I can ascertain such a detailed description because this Mexican Woody Woodpecker spends most of each day perched outside our bedroom. I suspect he does not see us, however, but only his reflection in the mirror of tinted glass. If I open the window, he flies away, but soon he is back, smashing into the glass with his straight pointed beak. I imagine it is only a matter of time before the beak will become blunt from the collisions. His head must be killing him. But as long as the doppelgänger in the reflection retreats upon impact, as he invariably does, so long will he be justified in his pointed assaults on our pane.
Then there are the dogs. In cities where the residents have no yards, pets can only find space to roam atop their homes. And without the threat of a heavy snowpack, roofs tend to be flat, providing the ideal playpen. Our apartment happens to be one-story higher than the surrounding buildings, so whenever I am at an open window I am staring down on a dog, or two or three. They immediately begin barking and wagging tails, performing their necessary guardian roles but also eager for the company. For some, like the dirty white poodle on the east roof, I am convinced that I am one of the few interactions he has with humans.
Well into the night, the dogs patrol the edges of the rooftops, above Banco Azteca and Miguel’s Fiesta Tienda, shouting at the desultory drunkards to go home. “Be gone from this place called Calle Colon,” they yelp. “Return to your loved ones, who miss you and worry about you.” Even the dirty white poodle joins the rousing canine chorus, although he has no view of the street and can only infer the alien presence from the others, whom he shall never see. Such is the nature of captivity.
In the earliest hours of the morning, the streets are quiet. The dogs can finally rest, they have done their duty. Light barely begins to show over the eastern hills. In the stillness, I am reminded of the story where a man, alone in his little home, is tormented and frightened by the stranger outside his window, who is waving his hands beside a freshly dug hole in the earth. Driven by anxiety and a need to escape the threat, the man tunnels out of his own home and waves for help to a neighbor, who, in turn, panics and begins his own escape tunnel, and so on.

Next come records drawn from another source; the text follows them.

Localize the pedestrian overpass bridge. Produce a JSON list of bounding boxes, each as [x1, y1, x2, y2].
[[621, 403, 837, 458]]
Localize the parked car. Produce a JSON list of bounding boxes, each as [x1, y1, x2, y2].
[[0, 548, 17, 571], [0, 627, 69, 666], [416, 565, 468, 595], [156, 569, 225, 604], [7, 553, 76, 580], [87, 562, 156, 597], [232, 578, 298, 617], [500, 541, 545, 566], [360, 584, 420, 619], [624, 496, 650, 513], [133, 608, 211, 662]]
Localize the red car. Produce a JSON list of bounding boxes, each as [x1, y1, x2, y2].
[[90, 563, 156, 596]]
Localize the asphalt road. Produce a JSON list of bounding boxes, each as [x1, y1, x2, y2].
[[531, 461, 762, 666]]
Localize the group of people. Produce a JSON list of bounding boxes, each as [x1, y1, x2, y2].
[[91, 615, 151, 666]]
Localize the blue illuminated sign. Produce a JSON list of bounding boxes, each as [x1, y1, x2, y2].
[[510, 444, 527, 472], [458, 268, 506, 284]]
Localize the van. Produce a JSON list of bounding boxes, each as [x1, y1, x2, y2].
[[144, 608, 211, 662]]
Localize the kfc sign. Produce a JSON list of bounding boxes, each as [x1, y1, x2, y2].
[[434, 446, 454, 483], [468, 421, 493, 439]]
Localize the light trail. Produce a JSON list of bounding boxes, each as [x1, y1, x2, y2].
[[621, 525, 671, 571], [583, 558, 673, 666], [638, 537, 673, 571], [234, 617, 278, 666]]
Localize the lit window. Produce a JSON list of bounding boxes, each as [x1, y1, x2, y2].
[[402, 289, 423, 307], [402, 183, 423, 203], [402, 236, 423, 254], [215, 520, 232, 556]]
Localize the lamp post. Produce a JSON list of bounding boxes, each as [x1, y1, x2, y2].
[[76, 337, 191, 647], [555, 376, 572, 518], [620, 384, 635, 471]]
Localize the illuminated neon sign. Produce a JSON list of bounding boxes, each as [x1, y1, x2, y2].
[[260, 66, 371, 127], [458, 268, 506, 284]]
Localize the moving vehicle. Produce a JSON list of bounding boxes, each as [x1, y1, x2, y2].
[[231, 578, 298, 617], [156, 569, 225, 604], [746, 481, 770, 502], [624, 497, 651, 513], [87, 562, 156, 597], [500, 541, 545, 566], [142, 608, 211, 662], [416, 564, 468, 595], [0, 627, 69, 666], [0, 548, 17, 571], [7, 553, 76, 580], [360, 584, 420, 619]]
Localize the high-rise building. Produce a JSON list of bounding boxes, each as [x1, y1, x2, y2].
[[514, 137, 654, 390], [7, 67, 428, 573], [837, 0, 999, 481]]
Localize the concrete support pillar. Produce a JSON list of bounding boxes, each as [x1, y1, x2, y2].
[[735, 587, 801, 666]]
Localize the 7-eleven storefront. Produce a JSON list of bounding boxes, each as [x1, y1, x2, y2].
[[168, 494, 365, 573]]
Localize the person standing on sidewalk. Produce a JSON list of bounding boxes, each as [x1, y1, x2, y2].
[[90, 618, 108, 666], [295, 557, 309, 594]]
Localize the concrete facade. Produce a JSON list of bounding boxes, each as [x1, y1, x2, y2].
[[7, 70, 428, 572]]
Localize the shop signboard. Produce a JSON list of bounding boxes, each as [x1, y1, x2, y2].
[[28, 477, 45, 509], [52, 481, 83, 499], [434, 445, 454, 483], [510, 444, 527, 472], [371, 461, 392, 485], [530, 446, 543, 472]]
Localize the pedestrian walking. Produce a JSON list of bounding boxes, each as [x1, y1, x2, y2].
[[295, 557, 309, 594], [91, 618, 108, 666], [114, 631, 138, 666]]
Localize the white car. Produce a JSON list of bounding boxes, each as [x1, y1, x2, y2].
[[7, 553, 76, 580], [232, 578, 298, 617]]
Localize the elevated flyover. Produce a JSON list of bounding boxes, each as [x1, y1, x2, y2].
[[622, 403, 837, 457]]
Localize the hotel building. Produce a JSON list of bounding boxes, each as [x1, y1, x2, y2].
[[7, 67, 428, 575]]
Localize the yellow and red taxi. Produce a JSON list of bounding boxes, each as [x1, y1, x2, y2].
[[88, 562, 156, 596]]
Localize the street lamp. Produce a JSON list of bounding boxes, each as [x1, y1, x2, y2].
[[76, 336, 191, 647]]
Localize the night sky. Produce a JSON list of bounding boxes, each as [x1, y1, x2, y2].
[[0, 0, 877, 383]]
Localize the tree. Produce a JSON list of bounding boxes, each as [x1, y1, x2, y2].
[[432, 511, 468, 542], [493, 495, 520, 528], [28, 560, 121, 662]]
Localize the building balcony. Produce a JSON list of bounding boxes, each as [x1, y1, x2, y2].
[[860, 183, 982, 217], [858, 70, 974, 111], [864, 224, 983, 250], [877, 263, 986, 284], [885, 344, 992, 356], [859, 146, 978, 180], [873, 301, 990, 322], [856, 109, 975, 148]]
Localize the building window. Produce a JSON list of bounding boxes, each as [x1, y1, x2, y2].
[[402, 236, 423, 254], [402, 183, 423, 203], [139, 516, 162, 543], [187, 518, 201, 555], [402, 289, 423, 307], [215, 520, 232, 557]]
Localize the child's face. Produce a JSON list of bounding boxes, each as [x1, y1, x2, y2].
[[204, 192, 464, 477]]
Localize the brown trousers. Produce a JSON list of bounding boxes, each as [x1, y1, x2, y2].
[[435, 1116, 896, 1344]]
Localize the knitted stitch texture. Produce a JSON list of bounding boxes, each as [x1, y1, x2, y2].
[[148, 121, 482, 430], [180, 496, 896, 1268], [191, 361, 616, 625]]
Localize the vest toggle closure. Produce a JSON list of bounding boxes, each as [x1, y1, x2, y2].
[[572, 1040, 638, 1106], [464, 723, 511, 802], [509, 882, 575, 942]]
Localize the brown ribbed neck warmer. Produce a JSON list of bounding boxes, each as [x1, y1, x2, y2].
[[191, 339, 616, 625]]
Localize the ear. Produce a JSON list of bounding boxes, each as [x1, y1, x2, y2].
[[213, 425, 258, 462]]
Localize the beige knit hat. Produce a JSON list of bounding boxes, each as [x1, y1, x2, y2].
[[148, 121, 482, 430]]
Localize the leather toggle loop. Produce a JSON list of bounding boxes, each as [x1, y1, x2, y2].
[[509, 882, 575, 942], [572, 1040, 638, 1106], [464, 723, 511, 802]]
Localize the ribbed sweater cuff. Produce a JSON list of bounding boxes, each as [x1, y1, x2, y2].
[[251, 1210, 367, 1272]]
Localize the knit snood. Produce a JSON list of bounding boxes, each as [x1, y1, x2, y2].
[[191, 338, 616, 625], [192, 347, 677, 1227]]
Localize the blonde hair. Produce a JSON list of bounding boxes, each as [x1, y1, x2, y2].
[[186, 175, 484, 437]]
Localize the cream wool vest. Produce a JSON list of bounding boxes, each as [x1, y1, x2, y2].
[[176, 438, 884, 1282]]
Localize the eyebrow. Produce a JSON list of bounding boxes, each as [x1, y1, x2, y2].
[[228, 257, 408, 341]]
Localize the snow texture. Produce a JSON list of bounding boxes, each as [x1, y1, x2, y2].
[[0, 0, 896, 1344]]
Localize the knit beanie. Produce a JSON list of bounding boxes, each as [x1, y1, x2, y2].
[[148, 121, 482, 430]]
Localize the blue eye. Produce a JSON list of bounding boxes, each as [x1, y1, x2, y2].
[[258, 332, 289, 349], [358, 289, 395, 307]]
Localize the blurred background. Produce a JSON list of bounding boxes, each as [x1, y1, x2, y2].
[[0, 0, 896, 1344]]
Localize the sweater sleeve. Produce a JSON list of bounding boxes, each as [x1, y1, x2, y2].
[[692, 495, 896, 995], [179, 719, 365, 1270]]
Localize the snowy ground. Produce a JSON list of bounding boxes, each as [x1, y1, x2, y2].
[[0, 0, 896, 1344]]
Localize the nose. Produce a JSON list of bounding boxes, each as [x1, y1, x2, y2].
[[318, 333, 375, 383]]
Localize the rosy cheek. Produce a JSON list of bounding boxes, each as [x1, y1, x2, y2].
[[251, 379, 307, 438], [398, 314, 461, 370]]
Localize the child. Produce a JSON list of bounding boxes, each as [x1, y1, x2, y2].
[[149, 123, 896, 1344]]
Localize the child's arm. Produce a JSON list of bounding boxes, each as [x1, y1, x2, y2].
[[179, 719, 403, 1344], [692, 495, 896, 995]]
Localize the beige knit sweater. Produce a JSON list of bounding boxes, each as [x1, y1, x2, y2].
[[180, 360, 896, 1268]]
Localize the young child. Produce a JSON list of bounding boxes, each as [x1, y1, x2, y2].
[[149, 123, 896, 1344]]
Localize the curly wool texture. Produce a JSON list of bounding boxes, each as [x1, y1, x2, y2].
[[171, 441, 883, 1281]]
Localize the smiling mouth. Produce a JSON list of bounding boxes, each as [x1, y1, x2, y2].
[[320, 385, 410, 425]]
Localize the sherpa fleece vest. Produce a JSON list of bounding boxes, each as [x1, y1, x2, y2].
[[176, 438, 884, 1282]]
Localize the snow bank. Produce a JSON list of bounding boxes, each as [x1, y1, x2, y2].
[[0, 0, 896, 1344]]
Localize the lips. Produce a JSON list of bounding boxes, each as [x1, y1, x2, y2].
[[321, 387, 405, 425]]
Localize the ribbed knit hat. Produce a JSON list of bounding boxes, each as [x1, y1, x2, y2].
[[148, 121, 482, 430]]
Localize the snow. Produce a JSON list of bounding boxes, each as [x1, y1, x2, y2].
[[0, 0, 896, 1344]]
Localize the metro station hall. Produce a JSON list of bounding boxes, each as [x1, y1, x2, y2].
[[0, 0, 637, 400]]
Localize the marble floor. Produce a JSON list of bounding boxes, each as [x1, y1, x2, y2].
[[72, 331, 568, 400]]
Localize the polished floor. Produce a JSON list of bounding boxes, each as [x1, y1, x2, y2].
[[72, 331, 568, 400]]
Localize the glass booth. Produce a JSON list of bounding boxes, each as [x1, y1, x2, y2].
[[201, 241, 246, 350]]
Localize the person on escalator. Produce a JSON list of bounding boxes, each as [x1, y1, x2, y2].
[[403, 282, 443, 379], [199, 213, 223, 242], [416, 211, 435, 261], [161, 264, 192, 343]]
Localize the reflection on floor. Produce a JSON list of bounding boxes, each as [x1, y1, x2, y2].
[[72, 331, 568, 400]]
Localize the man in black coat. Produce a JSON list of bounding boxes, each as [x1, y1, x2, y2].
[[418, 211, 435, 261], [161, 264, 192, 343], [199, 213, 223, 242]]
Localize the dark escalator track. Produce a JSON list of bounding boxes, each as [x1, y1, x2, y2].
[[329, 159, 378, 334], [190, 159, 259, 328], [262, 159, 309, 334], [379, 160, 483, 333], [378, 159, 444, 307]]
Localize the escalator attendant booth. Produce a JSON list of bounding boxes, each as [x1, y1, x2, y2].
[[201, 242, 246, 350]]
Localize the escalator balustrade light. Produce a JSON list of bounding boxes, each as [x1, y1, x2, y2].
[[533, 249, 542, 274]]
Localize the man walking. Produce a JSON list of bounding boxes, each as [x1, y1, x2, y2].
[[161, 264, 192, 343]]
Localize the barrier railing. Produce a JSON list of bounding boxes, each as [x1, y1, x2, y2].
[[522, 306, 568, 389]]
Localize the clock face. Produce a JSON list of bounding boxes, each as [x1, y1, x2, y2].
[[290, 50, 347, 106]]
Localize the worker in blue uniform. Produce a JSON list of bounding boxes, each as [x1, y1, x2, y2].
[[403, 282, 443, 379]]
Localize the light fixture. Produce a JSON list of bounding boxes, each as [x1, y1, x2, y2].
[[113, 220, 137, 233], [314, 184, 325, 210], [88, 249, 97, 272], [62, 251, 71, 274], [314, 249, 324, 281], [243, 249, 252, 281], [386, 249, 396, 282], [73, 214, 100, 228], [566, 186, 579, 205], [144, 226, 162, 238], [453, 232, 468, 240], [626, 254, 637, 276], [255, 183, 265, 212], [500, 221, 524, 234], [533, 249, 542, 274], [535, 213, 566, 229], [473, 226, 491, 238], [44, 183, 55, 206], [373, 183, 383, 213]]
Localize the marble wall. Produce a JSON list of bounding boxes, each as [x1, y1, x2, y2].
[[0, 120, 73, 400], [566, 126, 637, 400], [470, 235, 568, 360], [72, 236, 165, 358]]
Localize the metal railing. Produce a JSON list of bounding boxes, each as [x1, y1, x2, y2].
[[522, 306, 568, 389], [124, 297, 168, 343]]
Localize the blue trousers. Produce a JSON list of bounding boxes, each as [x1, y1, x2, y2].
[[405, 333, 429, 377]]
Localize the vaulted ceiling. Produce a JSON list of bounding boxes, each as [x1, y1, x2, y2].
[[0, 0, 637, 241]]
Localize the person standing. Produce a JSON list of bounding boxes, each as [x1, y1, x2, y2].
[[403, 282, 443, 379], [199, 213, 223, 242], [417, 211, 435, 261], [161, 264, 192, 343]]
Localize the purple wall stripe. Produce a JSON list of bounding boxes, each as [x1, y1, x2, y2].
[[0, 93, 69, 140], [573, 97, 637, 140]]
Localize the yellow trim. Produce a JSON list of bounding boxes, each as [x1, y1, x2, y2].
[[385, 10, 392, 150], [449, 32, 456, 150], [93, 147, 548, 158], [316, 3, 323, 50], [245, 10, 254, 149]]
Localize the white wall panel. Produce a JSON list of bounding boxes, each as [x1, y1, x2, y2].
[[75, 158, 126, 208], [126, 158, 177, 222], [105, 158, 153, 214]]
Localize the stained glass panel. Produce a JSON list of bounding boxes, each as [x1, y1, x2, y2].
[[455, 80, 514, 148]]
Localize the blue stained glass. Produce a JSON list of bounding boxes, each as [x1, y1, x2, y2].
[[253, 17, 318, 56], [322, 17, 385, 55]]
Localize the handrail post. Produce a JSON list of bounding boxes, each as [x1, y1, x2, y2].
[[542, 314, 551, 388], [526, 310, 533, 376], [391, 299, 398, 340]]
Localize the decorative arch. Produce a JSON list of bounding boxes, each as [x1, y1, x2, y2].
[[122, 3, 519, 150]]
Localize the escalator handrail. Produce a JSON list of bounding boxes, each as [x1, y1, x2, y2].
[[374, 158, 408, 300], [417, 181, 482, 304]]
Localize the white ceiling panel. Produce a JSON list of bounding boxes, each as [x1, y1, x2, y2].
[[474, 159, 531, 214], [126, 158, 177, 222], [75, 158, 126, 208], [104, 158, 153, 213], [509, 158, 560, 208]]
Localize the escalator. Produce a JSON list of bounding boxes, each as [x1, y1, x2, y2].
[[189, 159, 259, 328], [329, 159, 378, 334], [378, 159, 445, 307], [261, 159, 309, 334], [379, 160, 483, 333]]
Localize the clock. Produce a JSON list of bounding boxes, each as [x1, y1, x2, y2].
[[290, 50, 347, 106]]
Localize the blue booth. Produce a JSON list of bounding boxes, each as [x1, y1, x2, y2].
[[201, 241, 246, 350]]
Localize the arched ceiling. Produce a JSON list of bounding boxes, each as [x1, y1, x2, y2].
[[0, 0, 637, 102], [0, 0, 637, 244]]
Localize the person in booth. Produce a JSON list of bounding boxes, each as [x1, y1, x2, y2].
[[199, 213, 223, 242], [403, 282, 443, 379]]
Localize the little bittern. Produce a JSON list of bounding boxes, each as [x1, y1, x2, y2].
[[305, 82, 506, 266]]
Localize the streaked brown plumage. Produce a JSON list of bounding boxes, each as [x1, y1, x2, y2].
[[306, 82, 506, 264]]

Suddenly, I am jolted by a crashing sound, then another. Through the darkened window, I see the shackle on the fugitive’s ankle. I know this story, or at least I think so, and how it might end. But maybe it is not his reflection that the woodpecker sees. Maybe he sees with utter clarity, and it is indeed me that causes him to charge, the human who resembles a monster that once placed him in chains. In helpless response, I wag my tail and bark at my reflection.